You’re serving dual purposes of making sure you’re in compliance with the law and giving employees a roadmap of the relationship.
Employees want an easy reference to related policies, which is another benefit of an electronic format. By linking to related policies within the context of a particular point, you make it easy for employees to find information themselves, reducing the number of questions you’re likely to receive.
How to Write a Procedure
When writing procedures, keep the same conversational tone. If you can help employees understand a procedure visually, use an infographic, flowchart, or other image. Not only can this add flair to your policies, but visual elements can be helpful for comprehension and memory.
For the parts that need to be straight-up text, keep in mind:
- If an employee will use a procedure to follow a policy, write it in the order it should be executed, when applicable.
- If a procedure can be followed in any order, use design elements or alphabetical order to make it easier to find specific actions at a later date.
- Include necessary forms, guides, or other resources employees will need to follow the procedure. If you’re distributing your policies digitally, it should be easy to link to any of these documents stored in the cloud.
Once your procedures are written, take another look to remove excess text. Can something be replaced with an image or an infographic? You can always flag content and ask your designer for suggestions later. The more visually engaging your handbook is, the more likely it is that employees will read and remember it.
Things to Remember
An employee’s job is not guaranteed by simply following your company’s basic rules and regulations. Your standards should be higher and, because of that, your collective policies and/or employee handbook are not a contract. This is especially important in at-will employment states.

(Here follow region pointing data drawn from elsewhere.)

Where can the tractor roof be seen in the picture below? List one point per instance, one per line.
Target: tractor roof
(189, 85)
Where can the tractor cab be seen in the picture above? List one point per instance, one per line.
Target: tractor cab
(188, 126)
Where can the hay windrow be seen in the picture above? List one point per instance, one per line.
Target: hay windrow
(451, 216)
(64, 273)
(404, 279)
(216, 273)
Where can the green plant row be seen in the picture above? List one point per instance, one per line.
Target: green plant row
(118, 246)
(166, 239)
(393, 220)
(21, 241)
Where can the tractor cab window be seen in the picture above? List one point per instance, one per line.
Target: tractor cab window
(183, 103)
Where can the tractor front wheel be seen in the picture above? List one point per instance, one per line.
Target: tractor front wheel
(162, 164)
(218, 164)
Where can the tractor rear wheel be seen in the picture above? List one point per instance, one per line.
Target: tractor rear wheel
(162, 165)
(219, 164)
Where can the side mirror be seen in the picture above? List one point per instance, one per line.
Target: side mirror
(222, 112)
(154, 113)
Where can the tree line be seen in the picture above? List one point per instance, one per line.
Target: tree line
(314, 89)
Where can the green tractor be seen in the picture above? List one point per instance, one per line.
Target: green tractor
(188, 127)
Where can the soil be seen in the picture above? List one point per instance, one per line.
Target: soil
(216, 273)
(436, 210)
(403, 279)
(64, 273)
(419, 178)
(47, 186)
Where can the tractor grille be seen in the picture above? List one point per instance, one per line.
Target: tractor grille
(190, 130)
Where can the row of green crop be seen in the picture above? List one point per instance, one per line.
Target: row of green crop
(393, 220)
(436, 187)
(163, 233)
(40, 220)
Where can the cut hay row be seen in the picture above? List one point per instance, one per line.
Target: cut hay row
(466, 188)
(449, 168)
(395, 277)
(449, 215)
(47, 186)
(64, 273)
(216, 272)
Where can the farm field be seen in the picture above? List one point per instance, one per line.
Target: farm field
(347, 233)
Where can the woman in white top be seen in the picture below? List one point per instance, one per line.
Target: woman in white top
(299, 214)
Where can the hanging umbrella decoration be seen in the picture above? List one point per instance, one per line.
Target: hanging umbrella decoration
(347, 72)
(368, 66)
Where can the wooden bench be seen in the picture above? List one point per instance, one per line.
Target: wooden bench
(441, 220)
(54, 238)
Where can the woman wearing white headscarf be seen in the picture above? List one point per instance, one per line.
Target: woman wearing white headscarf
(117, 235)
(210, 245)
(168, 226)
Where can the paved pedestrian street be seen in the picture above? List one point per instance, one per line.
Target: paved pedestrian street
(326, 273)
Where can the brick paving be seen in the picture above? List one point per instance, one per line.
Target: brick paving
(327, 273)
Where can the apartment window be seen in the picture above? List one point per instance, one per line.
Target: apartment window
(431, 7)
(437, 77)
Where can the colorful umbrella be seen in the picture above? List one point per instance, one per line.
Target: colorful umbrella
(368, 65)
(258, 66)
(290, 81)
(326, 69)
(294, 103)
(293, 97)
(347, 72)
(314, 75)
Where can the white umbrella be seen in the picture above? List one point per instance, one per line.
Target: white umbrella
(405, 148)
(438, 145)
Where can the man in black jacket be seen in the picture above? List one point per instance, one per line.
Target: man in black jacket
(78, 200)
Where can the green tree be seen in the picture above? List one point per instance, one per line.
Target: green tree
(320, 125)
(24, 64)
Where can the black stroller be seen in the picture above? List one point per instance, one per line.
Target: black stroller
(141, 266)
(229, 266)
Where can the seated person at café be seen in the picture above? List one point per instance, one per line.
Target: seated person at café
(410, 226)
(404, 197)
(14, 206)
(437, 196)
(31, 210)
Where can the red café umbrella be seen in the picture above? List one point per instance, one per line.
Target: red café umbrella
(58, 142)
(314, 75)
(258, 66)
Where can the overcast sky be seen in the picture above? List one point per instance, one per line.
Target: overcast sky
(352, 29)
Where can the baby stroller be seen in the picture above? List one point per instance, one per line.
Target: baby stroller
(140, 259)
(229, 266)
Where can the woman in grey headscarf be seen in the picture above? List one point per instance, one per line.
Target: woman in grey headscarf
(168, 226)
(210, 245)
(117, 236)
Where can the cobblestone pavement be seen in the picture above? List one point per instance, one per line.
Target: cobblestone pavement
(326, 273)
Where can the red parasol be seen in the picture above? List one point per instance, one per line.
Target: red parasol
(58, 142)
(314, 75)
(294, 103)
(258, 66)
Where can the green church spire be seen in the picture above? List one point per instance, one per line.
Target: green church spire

At some point in your handbook, you should say this plainly. Don’t lead with this, though, because it can throw off the feel-good vibes created when you start with engaging culture content like your mission, vision, and values. Feel free to title the disclaimer in a non-threatening way (such as “about this handbook”) at the end.
Something like this will suffice*:
This handbook is designed to familiarize you with our company and provide you with information about our brand, policies, guidelines, and programs, all of which affect your life here at Acme Incorporated. Please keep in mind that it is not intended to be 100% comprehensive, and it is not meant to address every application of, or exception to, the general policies and procedures described. If you have any questions about any topic covered within, please contact your manager or the people department.
This handbook is not a contract for employment, express or implied, and it does not guarantee any fixed terms and conditions of your employment. Your employment is at-will, and you or we are free to end the employment relationship at any time, with or without cause and without prior notice.
Last, the policies, procedures, and benefits described within may be altered or discontinued from time to time. Although we will try to communicate changes with you when they occur, a policy may be changed or eliminated without notice.
*Consult with your legal counsel, we are not lawyers and this is not legal advice.
Content Not to Include
Since your employee handbook should not be confused with a contract, you’ll want to keep some content separate from your handbook. Don’t include any policy or content that could unintentionally turn your handbook into something a judge or jury could confuse for a contract.
You also want to exclude any content that’s usually customized on a per-employee basis.
- Non-compete or confidentiality agreements
- NDAs (Non Disclosure Agreements)
- Trade secret, inventions, or IP agreements
You want to make sure that you’re not creating a contract for employment with your handbook, especially if you’re in an at-will employment state.